In recent times, numerous studies have highlighted the potential for certain widely prescribed antipsychotic and antidepressant medications to contribute to cataract formation. However, there has been relatively limited research into the cataract-inducing effects of commonly used mood stabilizers. Based on literature findings, long-term use of lithium, either alone or in combination with other mood stabilizers, as well as the combination of VPA with other mood stabilizers, for durations exceeding two years, appears to elevate the risk of cataract development among individuals diagnosed with bipolar disorder and schizophrenia [14]. There is activation of the chronic unfolded protein response by sodium valproate. This results in the epigenetic modification of the Kelch-like enoyl-CoA Hydratase-associated protein 1 ne and proteasomal degradation, which in turn suppresses the nuclear factor-erythroid-2-related factor 2-dependent stress and antioxidant protection. This leads to lens oxidation and cataract formation [7,15].

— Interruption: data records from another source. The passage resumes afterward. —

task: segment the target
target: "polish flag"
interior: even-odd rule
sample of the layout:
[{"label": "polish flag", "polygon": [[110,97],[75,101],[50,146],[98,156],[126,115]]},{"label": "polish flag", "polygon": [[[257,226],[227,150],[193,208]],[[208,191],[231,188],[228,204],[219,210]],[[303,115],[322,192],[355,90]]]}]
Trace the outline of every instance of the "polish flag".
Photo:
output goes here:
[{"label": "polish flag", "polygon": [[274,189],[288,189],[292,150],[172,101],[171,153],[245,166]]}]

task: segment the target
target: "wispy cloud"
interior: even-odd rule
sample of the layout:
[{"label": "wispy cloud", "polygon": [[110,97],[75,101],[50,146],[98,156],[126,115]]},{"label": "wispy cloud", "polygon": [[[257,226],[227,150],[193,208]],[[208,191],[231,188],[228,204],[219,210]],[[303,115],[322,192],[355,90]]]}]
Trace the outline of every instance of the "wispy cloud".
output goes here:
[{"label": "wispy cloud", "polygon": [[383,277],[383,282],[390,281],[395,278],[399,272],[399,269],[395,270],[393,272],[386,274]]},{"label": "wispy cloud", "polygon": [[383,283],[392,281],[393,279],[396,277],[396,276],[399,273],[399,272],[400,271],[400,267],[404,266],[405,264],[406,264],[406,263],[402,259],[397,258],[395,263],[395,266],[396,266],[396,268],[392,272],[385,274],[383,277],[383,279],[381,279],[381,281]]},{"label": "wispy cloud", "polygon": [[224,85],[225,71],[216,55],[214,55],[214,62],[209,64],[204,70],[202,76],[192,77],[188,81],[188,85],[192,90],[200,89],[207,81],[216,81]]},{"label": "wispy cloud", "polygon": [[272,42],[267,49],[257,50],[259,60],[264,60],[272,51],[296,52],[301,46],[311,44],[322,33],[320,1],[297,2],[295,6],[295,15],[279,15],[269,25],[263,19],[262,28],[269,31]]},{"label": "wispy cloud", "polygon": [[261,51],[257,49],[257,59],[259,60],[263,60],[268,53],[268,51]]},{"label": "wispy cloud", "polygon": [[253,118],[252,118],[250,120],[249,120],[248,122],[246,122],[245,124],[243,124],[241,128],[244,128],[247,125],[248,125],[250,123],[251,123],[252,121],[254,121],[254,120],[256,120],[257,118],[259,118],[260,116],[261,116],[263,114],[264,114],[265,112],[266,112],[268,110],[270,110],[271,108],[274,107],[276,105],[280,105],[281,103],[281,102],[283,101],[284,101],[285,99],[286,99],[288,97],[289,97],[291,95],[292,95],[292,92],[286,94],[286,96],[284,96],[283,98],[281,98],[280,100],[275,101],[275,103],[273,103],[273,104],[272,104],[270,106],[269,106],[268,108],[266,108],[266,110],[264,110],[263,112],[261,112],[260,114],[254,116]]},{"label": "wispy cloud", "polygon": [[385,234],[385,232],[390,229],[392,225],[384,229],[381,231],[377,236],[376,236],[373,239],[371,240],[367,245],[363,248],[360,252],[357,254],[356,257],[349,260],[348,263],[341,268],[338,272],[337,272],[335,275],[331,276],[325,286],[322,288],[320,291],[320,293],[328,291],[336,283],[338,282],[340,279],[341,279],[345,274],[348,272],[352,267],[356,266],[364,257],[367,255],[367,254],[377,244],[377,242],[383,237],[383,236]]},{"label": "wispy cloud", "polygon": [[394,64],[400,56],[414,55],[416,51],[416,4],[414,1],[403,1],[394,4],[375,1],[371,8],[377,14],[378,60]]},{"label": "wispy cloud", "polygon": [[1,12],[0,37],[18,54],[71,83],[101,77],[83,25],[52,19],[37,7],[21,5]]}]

In this scenario, the progression of cataracts following prolonged sodium valproate therapy for bipolar affective disorder, coupled with the absence of any other apparent cause, strongly indicates that sodium valproate may have contributed to the development of the cataract. Our patient had no risk factors, family history of cataracts, or any indications of developing cataracts at a young age. The Naranjo adverse drug reaction probability scale was applied to assess the patient, revealing a score of 7, suggesting that valproate is likely the cause of the patient’s cataract [16]. After ruling out all the causes, it was concluded that his condition was drug induced. The patient was maintained on antipsychotics alone due to the risk of cataract formation with mood stabilizers [14].
Conclusions
This case highlights the potential risk of cataract development associated with prolonged sodium valproate therapy. Such rare adverse effects tend to be underrecognized and underreported. Psychiatrists need to be mindful of the potential cataract-inducing effects of sodium valproate, frequently prescribed for epileptic conditions and bipolar affective disorder, particularly with prolonged use. It is essential to conduct regular ophthalmic assessments throughout extended sodium valproate therapy to mitigate the risk of cataract development and its associated complications.